As Mary haltingly explained that she and Delia had run into each other by chance in late August, Audrey began to form a suspicion, however tentative and flimsy.
“I admit, I did not recognize her at first,” Mary said. “She appeared so different from how she looked at Shade—”
Her mother hissed through her teeth, and Mary went silent, lips pinning together tightly.
“I ran into Delia a few months ago by chance as well,” Audrey said, catching Hugh’s eye. Wasn’t it a bit odd for Delia, after a handful of years, to have encountered two of her former acquaintances by chance?
“How often did you see her?” Hugh asked.
“Sporadically.” Mary glanced tentatively at her mother, as if preparing for censure. “We would meet for ices or tea usually.
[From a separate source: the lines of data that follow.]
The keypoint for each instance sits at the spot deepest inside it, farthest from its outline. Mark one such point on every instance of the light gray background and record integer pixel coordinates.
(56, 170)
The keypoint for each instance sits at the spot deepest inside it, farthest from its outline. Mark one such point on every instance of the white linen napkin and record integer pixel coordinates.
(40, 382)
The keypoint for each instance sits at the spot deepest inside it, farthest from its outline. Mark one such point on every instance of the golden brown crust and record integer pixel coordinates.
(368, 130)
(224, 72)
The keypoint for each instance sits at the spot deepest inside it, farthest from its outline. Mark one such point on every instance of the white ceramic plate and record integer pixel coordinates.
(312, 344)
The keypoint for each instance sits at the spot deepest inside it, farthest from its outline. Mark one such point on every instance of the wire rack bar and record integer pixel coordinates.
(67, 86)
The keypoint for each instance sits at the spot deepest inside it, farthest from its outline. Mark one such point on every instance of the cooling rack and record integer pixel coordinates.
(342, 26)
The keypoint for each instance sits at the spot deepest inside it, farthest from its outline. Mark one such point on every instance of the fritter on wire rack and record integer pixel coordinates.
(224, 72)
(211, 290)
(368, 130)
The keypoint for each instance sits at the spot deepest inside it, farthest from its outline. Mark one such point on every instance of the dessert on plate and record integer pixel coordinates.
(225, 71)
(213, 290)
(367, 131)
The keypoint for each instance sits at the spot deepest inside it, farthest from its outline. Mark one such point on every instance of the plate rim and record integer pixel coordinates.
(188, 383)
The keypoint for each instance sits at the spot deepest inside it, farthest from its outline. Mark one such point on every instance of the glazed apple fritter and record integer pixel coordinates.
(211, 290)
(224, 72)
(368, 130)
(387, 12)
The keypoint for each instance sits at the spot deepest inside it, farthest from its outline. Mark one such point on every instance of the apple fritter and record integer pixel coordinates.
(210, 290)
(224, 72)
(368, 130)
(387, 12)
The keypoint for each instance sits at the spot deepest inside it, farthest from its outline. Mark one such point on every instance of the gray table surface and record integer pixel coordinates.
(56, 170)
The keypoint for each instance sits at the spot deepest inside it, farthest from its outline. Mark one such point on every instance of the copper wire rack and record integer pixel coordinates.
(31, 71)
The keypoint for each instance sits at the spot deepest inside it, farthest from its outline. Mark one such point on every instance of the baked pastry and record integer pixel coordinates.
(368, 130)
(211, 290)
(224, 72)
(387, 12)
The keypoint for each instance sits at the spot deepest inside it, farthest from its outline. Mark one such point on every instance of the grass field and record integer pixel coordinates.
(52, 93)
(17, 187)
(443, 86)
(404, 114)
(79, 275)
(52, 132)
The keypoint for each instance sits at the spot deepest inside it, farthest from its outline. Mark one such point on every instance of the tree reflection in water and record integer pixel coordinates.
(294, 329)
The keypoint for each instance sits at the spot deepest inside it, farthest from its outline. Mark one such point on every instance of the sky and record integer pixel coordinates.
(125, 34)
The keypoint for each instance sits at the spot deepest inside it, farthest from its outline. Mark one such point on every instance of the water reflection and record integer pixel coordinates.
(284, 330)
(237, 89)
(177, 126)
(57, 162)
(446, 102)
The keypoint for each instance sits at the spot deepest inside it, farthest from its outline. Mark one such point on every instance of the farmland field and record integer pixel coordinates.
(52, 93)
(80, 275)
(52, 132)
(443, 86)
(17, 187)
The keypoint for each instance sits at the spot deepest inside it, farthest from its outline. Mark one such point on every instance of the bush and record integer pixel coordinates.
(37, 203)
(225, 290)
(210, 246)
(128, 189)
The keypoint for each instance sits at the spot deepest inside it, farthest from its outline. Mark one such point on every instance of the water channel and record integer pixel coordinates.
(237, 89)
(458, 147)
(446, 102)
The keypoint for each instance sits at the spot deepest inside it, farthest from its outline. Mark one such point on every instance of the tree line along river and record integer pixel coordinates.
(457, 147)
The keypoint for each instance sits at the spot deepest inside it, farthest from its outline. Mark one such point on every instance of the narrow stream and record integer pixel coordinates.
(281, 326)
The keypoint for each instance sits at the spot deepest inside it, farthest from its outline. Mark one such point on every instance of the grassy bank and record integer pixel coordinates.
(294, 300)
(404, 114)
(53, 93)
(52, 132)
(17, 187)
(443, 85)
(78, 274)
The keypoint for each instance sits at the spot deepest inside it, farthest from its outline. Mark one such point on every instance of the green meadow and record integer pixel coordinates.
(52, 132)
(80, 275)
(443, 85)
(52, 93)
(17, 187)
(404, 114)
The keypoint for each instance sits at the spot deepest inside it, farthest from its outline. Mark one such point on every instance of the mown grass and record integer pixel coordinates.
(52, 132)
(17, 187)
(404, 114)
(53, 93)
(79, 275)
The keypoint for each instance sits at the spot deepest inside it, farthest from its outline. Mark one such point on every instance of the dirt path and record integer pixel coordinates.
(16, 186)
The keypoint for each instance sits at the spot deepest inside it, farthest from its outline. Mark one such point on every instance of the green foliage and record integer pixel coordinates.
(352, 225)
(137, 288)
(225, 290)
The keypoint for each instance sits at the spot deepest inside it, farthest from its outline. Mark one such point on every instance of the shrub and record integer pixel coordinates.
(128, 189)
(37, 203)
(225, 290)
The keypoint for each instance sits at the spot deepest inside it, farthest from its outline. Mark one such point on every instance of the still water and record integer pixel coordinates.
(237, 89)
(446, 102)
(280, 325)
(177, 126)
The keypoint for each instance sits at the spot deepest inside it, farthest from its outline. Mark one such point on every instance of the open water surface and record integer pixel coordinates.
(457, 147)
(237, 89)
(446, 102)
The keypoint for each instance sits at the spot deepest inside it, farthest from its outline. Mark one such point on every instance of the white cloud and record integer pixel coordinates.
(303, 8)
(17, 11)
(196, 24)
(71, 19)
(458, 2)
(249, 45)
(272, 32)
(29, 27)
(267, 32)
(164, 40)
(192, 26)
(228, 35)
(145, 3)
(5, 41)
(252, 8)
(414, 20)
After that first time, she was always dressed so nicely…”
In the cast-offs Audrey had given her, most likely. But to have mentioned the state of her appearance twice now, as if it was in defense of Delia, made Audrey wonder if perhaps Mary knew the truth about Delia’s most recent circumstances. She had been living in a boarding house in Lambeth, but the few comments Delia made over the course of their meetings led Audrey to believe she was entertaining men for coin. Of course, Delia had not come out and confessed it—she claimed to work in a milliner shop off Oxford Street.
“The last time you saw her,” Hugh began. “Was there anything different about her? Did she say anything strange or unusual?”
Mary shook her head. “No. Nothing. She just spoke of her work as a milliner’s assistant and how she was about to move into a new set of rooms.”
“Mary, how could you?” her mother interjected, pacing away from the window and back toward the sofa, her fingers twisting together in dismay. “To be seen with someone who could connect you to that place—I had no idea. You should have told me!”
Mary shot to her feet. “And you should have told me about Delia’s calls. Does Papa know?”
Mrs. Simpson tucked her chin and blanched. “Gracious, no. He has no earthly idea, and I couldn’t say anything to him—or to you—even if I’d wanted to. I was warned against it.”